Guitar maker makes instruments out of mushrooms, beehive
When you think of a guitar what comes to mind? Maybe it’s a simple maple acoustic, the kind played by countless singer-songwriters over the years, or perhaps a double-necked mahogany electric, favoured more by rock-god types.
While these classic guitars will always have a firm spot in our playlists, there are some new designs making waves by harnessing some peculiar materials.
Guitar maker and master luthier Rachel Rosenkrantz thinks she’s hit the right note crafting bespoke instruments out of biomaterials. From mushroom ukuleles and beehive guitars to banjos made out of kombucha leather, she’s assembled a curious collection of biodegradable instruments.
It all began in the early 2000s, when Rosenkrantz was a 21-year-old student in Paris torn between becoming a musician or a visual artist. Guitar-making combined her two passions – but local luthiers said she was too old to start even at that young age – so she stuck with design.
Ten years later and a move to Rhode Island in the US changed her tune. She picked up music again, began her training and has been building guitars for nearly 13 years.
“Maybe it didn’t happen when I was 21, but now I’m 42 and I’m actually doing it, so it’s never too late,” Rosenkrantz told CNN.
Biomaterials entered the picture when she considered the impact guitar-making has on certain tree species.
“Even though we [guitar makers] don’t represent a huge portion of the people that consume wood, we do serious damage in some areas,” Rosenkrantz said. “But I think guitar makers are more conscious about where they get their woods.”
Around 2.6 million guitars are produced annually in the US alone. But unlike the construction and furniture industries, which favour quick-growing timber, the guitar industry typically uses rarer and older woods such as mahogany, ebony and rosewood.
Trees are cut perpendicular to their growth rings for a better sound, and covering an entire guitar’s front, back, and sides means larger logs, like those of old-growths, are needed.
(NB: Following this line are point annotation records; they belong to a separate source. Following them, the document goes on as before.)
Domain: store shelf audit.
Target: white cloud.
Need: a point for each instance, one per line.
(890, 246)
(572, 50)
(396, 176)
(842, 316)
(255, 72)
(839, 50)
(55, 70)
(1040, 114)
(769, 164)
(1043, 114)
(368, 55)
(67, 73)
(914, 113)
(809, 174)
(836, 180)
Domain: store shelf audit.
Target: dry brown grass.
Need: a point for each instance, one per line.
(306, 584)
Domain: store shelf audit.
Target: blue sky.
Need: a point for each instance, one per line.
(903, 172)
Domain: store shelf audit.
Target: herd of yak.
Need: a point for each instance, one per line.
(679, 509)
Not all of these are sustainable.
Brazilian rosewood was once highly prized for guitars, but the tree, found only in the coastal Brazilian Atlantic Forest, faces serious threats from illegal logging to clear land for agriculture and other uses. Since 1992, its use has been effectively banned by the Convention on International Trade in Endangered Species (CITES).
Sitka spruce has been widely used to make acoustic guitars, but it’s often taken from Alaska’s Tongass National Forest, where widespread logging for various industries has some guitar makers calling for more sustainable alternatives.
“All it takes is to have some ethics,” Rosenkrantz said. “Just doing the right thing makes a big difference.”
THE MUSE
Early in her guitar-making career, Rosenkrantz questioned what could be done without wood and plastics. From her background in design, she saw that biomaterials were being used in everything from BMW cars to sneakers.
Her entry point was replacing plastic with fish skin, which she sources from a vendor in Brazil who makes tilapia leather out of fish farm waste. “It [fish skin] is stronger than plastic, more pliable than plastic,” she said. “For the pick guard that protects the instrument from scratching, it follows the motion of the wood.”
Mycelium – a root-like structure composed of thin threads made by fungi – caught Rosenkrantz’s attention when she saw it used as a packaging replacement for polystyrene. “Polystyrene conducts sound amazingly because it’s full of air,” she observed, “so what if the natural counterpart has the same property?”
Once the material dries, it packs together lots of hollow fibres like a spaghetti bundle, so that it resonates in a similar way to wood, explained Rosenkrantz, who also teaches at the Rhode Island School of Design.
She sources mycelium from a vendor in upstate New York, and says it can be grown in any shape, meaning that working with it doesn’t leave off cuts that go to waste. Her “Mycocaster” electric guitar is made from mycelium and paper, with dried fibres such as corn husk added to make the guitar body more rigid.
THE SOUND
Rosenkrantz’s quirky creations sound slightly different from conventional guitars, depending on the biomaterial they are made from. The “Mycocaster” has a twangy and nasally tone. “I didn’t know it would have that timbre,” she said. However, it did make her think that these instruments could serve niche and perhaps novel genres of music.
“If we want to create new sounds, we might look into new materials,” Rosenkrantz added.
For the Mycocaster, she went a step further by adding some pickups and microphones into the mycelium body which she can adjust depending on how much “mushroom sound” the user wants.
A number of her clients have unusual requests. A musician who composes film soundtracks asked for something that could sound like a range of instruments, so Rosenkrantz made a nine-string baritone electro-acoustic guitar, which incorporated waste fish skin.
Another musician asked for a guitar with two necks, made completely from upcycled elements. The end result is part guitar and part bass, and was made using the client’s 40-year-old pickups, a vintage cigar humidor box as the body, a handle from an old suitcase, and kitchen backsplash tiles as fingerboard markers.
These bespoke guitars don’t come cheap, though. Rosenkrantz’s Mycocaster currently costs US$4,000, and she has three orders in the works. She’d like to bring costs down further, but concedes that she’d need help from a bigger manufacturer.
“I would love for it to be like 50 bucks and every kid can afford one,” Rosenkrantz said. “Maybe a mushroom guitar is a way to actually achieve that, that would be my dream.”
“I have faith in the future,” she added. “What might be considered weird today might not be weird tomorrow.”